The director that Belmondo seems to have had the most fun working with was Philippe de Broca. They made six features together, including That Man from Rio (1964), “an over-the-top spy thriller that played like a parody of James Bond,” as Rick Lyman describes it in the NYT. “Audiences loved it, and they loved Mr. Belmondo in it. More important, Mr. Belmondo loved doing it. Although some critics who revered the more difficult work of the French New Wave derided Mr. Belmondo as a sell out, he told interviewers that this film remained his favorite.” Belmondo “brought a touch of comedy to his action roles and a hint of danger to his comic roles.”

He also famously performed his own stunts. When That Man from Rio opened in the States, Joseph Barry spoke with “Minouche the script girl” for the NYT. “Look,” she said, “see the car running over him in this photo? That’s Jean‐Paul himself. He never uses a double. In Brasilia, he hung from a skyscraper. In the jungle, he played Tarzan until his hands were bleeding. He is ‘trés courageux’ and has no airs.

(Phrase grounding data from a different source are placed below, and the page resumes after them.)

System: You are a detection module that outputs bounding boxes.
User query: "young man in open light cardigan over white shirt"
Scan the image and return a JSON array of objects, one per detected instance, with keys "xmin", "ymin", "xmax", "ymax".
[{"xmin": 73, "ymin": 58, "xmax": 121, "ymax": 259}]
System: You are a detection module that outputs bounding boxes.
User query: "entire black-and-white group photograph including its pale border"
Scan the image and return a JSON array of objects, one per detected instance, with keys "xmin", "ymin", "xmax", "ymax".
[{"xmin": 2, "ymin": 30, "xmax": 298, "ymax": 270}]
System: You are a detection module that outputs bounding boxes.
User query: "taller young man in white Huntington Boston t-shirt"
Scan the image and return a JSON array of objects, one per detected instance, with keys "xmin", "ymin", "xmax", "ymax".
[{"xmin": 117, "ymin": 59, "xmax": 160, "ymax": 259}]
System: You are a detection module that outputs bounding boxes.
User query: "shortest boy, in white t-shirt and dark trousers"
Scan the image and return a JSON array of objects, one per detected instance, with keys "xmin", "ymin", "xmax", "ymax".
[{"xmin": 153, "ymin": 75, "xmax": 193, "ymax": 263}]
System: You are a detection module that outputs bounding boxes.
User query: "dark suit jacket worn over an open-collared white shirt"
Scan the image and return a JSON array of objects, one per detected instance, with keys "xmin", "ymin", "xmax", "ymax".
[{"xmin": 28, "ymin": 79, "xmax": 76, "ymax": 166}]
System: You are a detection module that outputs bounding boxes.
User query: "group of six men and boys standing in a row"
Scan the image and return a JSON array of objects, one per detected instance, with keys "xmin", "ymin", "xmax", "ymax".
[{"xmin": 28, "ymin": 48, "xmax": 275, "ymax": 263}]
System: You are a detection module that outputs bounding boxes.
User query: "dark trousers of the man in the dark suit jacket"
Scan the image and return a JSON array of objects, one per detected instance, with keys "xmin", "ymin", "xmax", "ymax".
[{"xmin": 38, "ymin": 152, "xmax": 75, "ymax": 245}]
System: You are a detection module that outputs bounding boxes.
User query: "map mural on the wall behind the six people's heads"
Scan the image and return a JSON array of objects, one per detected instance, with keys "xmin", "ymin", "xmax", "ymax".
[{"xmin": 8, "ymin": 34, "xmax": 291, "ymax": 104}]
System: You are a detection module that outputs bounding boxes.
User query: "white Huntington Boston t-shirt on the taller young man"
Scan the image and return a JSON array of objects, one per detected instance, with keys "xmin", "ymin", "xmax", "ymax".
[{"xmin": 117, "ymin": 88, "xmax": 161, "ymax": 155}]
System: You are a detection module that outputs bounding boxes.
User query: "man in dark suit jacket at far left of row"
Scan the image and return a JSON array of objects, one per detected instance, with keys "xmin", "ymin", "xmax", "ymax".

He’s one of us.” When Barry asked Belmondo if he’d considered starring in an American movie, the actor told him, sure, but not as “le French boy,” a Gallic version of the actors to whom he was so often compared: James Dean, Humphrey Bogart, and Marlon Brando. “You see,” Belmondo told Barry, “I like Cary Grant.”

Belmondo ended up sticking with European directors, and the roster is daunting: Peter Brook (Seven Days . . . Seven Nights, 1960, with Jeanne Moreau), Alberto Lattuada (Letters by a Novice, 1960), Vittorio De Sica (Two Women, 1960, with Sophia Loren), Henri Verneuil (A Monkey in Winter, 1962, with Jean Gabin), Marcel Ophuls (Banana Peel, 1963, again with Moreau), Jacques Deray (Crime on a Summer Morning, 1965, with Geraldine Chaplin), René Clément (Is Paris Burning?, 1966), Louis Malle (The Thief of Paris, 1967, with Geneviève Bujold), François Truffaut (Mississippi Mermaid, 1969, with Catherine Deneuve), and Claude Lelouch (Love Is a Funny Thing, 1969)—and that’s just the 1960s, a decade in which he appeared in forty-one films.

In the ’70s, Belmondo made “just” sixteen films, including Alain Resnais’s Stavisky (1974), which he also produced. In the ’80s, the number dwindled to nine, and then in the ’90s, down to six. Vacationing in Corsica in 2001, Belmondo suffered a stroke that paralyzed the right side of his body and left him unable to speak for six months. Seven years later, he returned to the screen one last time in Francis Huster’s A Man and His Dog, which was loosely based on De Sica’s Umberto D. (1952). Ahead of the U.S. release, Elaine Sciolino met Belmondo in Paris and noted in the NYT that when the then-seventy-five-year-old actor “with the blue-green eyes and broken nose smiles, he evokes the image of the charming gangster and cocky seducer he played in films decades ago.”